In the present study, out of 100 cases, 36% of cases had the disease manifested in right breast and 29% of cases in left breast and 35% of cases in both the breasts. It showed that majority of the breast conditions are seen in right breast followed by left breast. Majority of the cases of fibroadenoma presented in right breast (34%) and followed by left breast (25%) and in both the breasts (1%) in rest of the cases. Nearly most of the cases of cyclical mastalgia with nodularity presented in both the breasts and only one case among the rest presented in the left breast. All the cases of incapacitating mastalgia presented in both the breasts. Two cases of Duct ectasia presented in right breast and one case in left breast. All the cases of Giant fibroadenoma are presented in the left breast. Majority of the cases had lesion in the Upper and outer quadrant of the breast. In the cases of Fibroadenoma, out of 60 cases 36 cases are present in upper and outer quadrant of the breast followed by 26 cases in upper inner and 15 cases in outer lower quadrants of the breast. 38 cases occupied more than two quadrants. Out of 30 cases of Cyclical Mastalgia with nodularity 19 cases presented in upper and outer quadrant of breast, 13 cases in lower and inner quadrant and 9 cases in upper and inner quadrant. 28 cases showed distribution in more than two quadrants. Giant fibroadenoma occupied more than two quadrants i.e; upper outer and inner and upper inner quadrants. Incapacitating mastalgia and Duct ectasia presented with diffuse pain all over the breast and was never localised to a quadrant.

Investigations

Fine Needle Aspiration Cytology (FNAC) was done for 62 cases in the present study and it was conclusive in all the cases (100%). FNAC is advised only in clinically diagnosed cases of Fibroadenoma, and it was confirmed in histopathology of the excised specimen.

Management

Patients were managed either surgically or medically depending on the condition. Out of 100 cases 60 patients needed surgery and majority of the cases were under the disease – Fibroadenoma. Out of 60 cases of Fibroadenoma 55 cases underwent surgery and 5 cases were managed conservatively. The most commonly done surgery was excision of the lump. The incisions are given in radial and circum-areolar manner depending on the location of the lump. The excised samples are sent for histopathological examination. Medical management included analgesics and centchroman capsules and flax seeds. All the cases of Duct ectasia underwent microdochectomy and Giant fibroadenoma underwent excision. Suction drain was placed whenever necessary and was removed after 48 hours. Post-operative antibiotics and analgesics were given and sutures were removed on seventh post-operative day.

CONCLUSIONS

The most common presentation is lump in the breast, followed by pain in the breast.

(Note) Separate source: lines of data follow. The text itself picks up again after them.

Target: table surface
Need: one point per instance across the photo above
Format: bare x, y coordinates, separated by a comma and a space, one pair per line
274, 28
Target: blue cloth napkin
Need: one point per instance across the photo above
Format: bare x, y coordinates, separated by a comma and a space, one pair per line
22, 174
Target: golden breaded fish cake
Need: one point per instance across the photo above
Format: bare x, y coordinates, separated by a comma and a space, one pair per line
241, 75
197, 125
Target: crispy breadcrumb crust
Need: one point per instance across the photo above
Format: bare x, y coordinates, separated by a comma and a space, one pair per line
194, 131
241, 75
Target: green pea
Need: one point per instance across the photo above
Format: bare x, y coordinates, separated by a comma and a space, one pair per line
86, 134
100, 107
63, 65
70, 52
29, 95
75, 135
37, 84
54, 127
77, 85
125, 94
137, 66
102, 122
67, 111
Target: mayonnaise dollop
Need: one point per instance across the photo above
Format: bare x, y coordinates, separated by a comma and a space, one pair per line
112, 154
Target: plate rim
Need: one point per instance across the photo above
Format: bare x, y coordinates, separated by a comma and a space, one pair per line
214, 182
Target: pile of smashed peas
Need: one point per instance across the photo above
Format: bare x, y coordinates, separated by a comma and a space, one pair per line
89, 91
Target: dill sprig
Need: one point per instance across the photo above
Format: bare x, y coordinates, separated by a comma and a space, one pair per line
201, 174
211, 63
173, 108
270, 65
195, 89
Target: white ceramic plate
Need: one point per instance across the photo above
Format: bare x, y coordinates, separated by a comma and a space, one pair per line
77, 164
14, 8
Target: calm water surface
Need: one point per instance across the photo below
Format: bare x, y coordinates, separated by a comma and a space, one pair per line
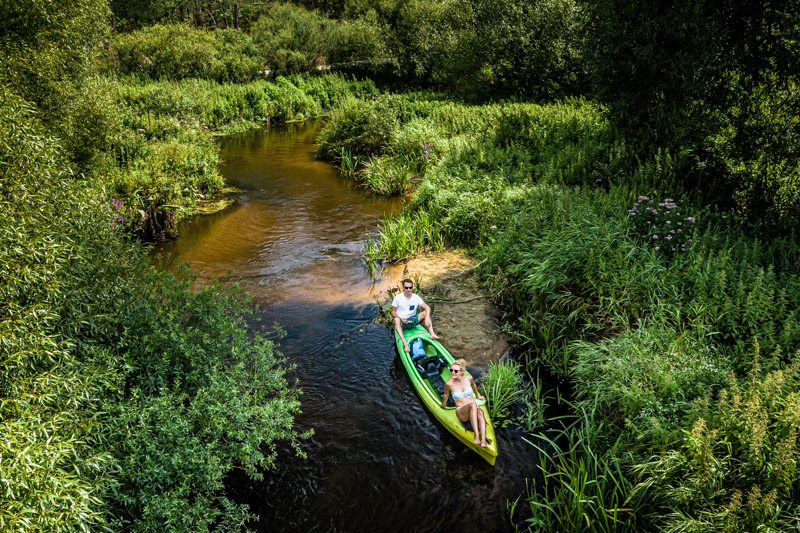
377, 461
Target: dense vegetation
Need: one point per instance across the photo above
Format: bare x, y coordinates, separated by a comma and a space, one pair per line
627, 169
676, 320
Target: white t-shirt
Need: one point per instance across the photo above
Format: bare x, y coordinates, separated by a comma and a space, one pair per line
407, 307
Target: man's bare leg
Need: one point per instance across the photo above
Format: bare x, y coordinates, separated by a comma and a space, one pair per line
428, 323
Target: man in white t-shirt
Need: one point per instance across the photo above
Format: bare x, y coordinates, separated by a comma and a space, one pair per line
408, 310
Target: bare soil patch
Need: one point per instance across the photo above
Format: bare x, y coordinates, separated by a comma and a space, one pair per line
463, 315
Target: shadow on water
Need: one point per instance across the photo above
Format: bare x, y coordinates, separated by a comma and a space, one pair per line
378, 461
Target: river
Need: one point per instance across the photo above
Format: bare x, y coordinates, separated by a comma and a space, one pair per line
377, 461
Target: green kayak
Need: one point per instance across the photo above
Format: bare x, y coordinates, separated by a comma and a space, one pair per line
428, 378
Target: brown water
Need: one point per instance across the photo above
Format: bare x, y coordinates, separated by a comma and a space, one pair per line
377, 461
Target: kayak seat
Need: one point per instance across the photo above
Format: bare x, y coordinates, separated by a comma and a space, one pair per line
422, 364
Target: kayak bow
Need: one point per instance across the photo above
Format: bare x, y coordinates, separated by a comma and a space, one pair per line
428, 378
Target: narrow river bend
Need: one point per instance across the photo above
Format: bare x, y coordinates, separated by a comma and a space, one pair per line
377, 461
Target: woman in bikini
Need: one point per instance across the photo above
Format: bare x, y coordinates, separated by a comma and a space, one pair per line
462, 387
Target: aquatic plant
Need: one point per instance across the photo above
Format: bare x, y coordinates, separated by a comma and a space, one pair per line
502, 386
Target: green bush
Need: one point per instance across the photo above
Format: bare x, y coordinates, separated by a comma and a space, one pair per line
290, 38
178, 51
735, 468
128, 397
363, 128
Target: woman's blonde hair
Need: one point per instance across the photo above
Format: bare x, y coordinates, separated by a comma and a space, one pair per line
460, 362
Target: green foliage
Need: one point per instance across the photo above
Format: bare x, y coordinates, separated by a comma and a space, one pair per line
514, 47
53, 472
502, 386
585, 486
361, 128
165, 153
127, 397
290, 38
388, 176
201, 396
177, 51
662, 225
735, 469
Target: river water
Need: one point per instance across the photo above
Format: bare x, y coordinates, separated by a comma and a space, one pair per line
377, 461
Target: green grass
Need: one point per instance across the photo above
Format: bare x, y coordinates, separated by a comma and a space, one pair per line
502, 385
653, 326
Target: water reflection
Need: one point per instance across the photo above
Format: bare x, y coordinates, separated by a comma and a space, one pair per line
378, 461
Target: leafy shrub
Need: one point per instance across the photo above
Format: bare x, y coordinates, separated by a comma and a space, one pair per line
363, 128
290, 38
735, 468
128, 397
662, 225
177, 51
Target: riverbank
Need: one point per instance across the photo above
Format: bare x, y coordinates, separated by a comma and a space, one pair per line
463, 313
666, 317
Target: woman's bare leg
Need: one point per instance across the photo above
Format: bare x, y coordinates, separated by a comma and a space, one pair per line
473, 419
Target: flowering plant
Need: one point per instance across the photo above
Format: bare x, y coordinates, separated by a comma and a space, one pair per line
662, 224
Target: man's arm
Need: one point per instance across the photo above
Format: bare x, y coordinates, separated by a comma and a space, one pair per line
394, 314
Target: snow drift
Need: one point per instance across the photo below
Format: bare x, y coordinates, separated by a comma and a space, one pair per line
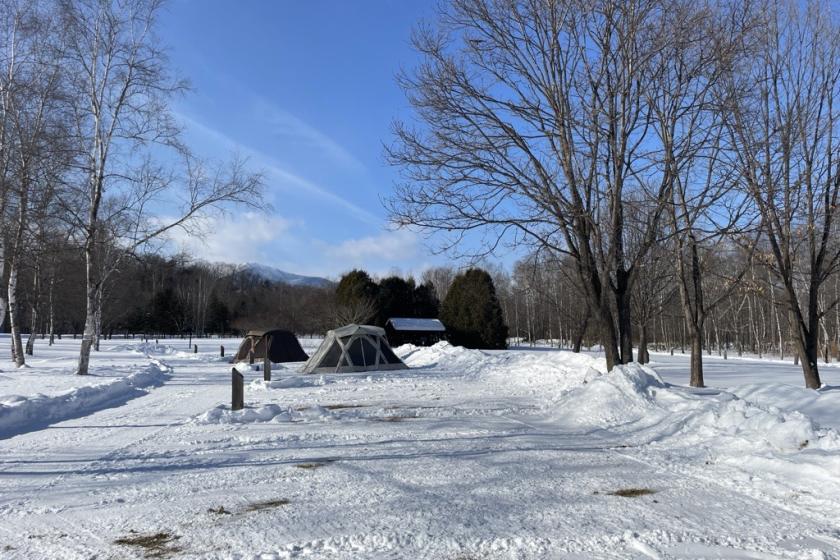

Majority of the benign breast diseases occur in young age group followed by middle age group. Fibroadenoma and mastalgia present as the most common disorders. Fibroadenoma usually presents as discrete lump in the breast but multiple lumps in one breast and lumps in both the breasts are also seen.  Benign breast diseases most commonly affect upper and outer quadrant of the breast. Fine Needle Aspiration Cytology and Ultrasonogram nearly confirmed all the cases. Surgery proved to be the best way to manage the cases of fibroadenoma and simple excision was the better procedure.